La cosa è tanto più grave, in quanto fu proprio l'Italia, durante il suo ultimo semestre di presidenza dell'Unione Europea, a chiedere e ottenere che Bruxelles includesse Hamas nell'elenco delle organizzazioni terroristiche. Per soprammercato, la dichiarazione dalemiana contiene un'autentica bestialità: che Al Qaida possa infiltrarsi in Hamas è perfettamente possibile, tant'è vero che lo stesso Abu Mazen ha già denunciato la sua presenza a Gaza; ma che ci possa essere un accordo tra l'organizzazione di Osama Bin Laden, severa custode dell'ortodossia sunnita, e Hezbollah, una struttura rigidamente sciita che prende i suoi ordini da Teheran, è pura fantapolitica a uso dei militanti diessini.
Bisogna dire che l'uscita di D'Alema non costituisce proprio un fulmine a ciel sereno: con la sua famosa passeggiata di Beirut a braccetto di un esponente di Hezbollah durante la guerra del Libano aveva indicato chiaramente a chi vanno le sue simpatie in quella parte del mondo; le sue continue punture di spillo nei confronti di Israele lo hanno già messo più volte in rotta di collisione con la comunità ebraica italiana; e, nei giorni scorsi, sia lui, sia - un po' a sorpresa - Piero Fassino, avevano espresso riserve sulla opportunità di incardinare il processo di pace esclusivamente sul presidente Abu Mazen e su Fatah, cercando di isolare Hamas e il suo «feudo» di Gaza. Per questo, Fassino era stato anche attaccato da Piero Ostellino sul Corriere della Sera, cui ha ritenuto dovere rispondere con un articolo piuttosto capzioso che il quotidiano milanese gli ha tuttavia doverosamente pubblicato in prima pagina.

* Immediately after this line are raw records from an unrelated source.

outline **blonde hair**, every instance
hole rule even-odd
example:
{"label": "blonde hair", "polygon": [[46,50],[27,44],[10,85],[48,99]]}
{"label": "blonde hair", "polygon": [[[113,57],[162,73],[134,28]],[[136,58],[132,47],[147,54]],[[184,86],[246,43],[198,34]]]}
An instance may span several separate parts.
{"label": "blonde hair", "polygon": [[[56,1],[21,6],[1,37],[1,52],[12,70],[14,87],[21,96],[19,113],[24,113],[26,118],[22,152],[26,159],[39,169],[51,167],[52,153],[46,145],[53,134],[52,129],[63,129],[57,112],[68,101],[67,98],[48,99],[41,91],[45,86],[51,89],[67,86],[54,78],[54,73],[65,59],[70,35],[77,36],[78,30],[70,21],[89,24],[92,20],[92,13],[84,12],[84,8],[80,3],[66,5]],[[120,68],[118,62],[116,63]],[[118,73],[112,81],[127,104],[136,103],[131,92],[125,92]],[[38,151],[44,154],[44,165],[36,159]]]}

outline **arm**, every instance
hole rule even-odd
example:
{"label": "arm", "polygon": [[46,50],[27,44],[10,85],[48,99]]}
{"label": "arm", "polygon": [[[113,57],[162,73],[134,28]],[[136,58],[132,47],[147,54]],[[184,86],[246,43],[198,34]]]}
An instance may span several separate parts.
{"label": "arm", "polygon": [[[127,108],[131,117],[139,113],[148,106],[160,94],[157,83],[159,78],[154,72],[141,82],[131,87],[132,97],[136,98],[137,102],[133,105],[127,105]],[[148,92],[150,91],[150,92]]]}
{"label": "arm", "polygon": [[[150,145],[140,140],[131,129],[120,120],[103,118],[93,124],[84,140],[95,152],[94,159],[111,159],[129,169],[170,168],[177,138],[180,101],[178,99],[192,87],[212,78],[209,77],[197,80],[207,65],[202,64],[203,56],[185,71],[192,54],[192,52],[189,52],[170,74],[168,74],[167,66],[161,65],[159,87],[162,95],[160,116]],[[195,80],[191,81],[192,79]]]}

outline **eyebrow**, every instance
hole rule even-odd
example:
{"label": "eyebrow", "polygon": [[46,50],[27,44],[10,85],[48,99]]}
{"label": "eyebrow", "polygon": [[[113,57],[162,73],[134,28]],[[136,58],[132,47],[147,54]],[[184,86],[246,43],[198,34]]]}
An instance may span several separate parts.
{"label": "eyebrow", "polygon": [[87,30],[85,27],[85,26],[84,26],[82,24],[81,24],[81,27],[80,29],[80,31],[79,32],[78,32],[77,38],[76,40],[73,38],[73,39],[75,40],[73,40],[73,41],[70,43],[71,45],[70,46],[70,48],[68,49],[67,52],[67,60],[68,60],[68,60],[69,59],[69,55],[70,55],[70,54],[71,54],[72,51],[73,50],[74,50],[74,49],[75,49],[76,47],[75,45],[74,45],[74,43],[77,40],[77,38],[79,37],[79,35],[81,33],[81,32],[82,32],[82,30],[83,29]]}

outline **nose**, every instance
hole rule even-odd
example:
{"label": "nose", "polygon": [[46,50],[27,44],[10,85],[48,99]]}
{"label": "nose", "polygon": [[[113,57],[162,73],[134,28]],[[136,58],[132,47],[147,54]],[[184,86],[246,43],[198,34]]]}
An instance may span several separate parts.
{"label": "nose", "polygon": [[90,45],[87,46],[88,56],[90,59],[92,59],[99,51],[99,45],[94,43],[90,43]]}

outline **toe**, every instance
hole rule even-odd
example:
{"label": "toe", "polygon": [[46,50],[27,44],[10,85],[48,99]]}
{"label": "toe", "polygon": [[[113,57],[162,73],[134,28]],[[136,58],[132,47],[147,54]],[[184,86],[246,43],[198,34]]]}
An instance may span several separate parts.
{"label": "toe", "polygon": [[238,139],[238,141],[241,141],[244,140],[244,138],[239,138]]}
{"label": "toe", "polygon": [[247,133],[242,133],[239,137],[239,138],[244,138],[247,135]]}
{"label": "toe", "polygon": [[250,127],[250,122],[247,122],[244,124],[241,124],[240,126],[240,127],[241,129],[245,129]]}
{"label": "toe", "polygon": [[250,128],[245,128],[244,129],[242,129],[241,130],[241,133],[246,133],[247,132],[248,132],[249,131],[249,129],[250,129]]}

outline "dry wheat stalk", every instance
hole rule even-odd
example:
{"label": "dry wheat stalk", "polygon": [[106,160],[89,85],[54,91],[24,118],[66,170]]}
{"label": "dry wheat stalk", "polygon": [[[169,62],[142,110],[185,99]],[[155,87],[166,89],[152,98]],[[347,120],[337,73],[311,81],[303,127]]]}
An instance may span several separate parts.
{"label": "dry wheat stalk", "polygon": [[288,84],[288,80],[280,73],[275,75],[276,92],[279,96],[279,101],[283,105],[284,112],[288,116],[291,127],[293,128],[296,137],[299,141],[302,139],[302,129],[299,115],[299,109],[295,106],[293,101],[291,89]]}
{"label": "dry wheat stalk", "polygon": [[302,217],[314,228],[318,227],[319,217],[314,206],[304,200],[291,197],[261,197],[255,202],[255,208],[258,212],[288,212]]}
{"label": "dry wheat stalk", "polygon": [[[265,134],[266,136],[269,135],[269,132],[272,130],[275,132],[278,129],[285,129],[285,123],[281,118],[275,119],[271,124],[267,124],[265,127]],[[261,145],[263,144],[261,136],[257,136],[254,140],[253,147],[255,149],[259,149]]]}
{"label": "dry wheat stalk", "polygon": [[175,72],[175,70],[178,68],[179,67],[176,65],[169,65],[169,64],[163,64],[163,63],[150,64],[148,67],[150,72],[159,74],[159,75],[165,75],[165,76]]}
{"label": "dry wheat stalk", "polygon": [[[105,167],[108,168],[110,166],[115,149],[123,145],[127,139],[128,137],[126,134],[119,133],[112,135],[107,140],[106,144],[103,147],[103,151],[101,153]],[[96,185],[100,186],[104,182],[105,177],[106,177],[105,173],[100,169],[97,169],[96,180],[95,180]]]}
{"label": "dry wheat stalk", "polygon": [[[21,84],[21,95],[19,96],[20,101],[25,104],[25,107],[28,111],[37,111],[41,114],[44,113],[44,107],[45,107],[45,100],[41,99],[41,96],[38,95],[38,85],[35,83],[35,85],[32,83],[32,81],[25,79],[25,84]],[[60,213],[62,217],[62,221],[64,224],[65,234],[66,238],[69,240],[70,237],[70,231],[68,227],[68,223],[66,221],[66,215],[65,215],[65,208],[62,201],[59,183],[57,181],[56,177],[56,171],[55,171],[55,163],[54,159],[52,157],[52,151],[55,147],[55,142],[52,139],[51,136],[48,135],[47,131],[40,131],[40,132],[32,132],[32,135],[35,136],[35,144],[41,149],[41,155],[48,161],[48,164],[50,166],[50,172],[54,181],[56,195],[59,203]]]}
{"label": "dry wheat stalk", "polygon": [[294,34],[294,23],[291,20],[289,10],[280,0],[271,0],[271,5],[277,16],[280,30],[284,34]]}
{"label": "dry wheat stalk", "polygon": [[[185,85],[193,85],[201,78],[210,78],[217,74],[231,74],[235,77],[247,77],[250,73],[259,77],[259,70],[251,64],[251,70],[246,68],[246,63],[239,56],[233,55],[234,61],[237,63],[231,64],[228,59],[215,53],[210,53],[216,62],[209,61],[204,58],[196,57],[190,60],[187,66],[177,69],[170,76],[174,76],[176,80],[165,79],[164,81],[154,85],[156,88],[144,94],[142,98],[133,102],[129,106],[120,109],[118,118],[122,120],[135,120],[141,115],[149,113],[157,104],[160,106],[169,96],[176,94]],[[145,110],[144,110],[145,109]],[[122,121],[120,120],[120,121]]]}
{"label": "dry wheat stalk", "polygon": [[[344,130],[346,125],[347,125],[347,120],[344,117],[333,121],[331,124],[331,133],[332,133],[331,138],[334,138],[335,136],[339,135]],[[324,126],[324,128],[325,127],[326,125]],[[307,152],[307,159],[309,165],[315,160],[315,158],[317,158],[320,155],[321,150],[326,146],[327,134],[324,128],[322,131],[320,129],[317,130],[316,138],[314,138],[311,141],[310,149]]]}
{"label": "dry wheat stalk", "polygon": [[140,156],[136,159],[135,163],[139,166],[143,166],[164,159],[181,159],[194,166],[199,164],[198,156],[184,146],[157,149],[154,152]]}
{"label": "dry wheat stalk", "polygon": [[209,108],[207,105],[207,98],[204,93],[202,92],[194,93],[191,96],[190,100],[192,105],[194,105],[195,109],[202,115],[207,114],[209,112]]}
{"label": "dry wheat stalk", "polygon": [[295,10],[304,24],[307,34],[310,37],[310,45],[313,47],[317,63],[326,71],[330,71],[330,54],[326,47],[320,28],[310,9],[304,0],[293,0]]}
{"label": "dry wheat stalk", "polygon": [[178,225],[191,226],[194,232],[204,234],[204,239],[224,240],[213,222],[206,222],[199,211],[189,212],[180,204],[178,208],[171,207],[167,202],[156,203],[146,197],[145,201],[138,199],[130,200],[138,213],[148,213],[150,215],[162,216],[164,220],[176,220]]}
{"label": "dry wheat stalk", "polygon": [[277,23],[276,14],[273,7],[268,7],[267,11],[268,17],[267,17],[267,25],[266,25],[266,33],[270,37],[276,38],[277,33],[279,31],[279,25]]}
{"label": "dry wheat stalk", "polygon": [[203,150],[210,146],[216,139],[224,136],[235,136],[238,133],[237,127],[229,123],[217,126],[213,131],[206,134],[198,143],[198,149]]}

Solo con le parole di lunedì, tuttavia, il nostro ministro degli Esteri ha varcato il Rubicone. Se esse rappresentano la nuova linea italiana, significa che: 1) primi assoluti al mondo, rinneghiamo la linea ufficiale adottata concordemente da Usa, Ue, Russia e Onu, che nessun rapporto deve essere intrattenuto con Hamas fino a quando non rinuncia alla violenza, riconosce formalmente Israele e accetta tutti gli accordi già conclusi tra lo Stato ebraico e l'Anp; 2) che ci dissociamo dalla iniziativa appena lanciata da Bush di una Conferenza di pace comprendente Israele, il legittimo governo palestinese, la Giordania, l'Egitto e l'Arabia Saudita, ma con l'esclusione di Hamas; 3) che facciamo finta di ignorare che Hamas si è impadronita di Gaza con un sanguinoso golpe, e perciò si è messa da sola fuori legge pur avendo vinto le elezioni; 4) che, infine, vogliamo andare contro anche gli altri Paesi arabi, oggi tutti concordi nel ritenere che Hamas rappresenta un pericolo per la stabilità della regione che va isolata con un cordone sanitario.
Per completare l'opera, D'Alema non propone neppure una alternativa valida (forse perché non ce ne sono).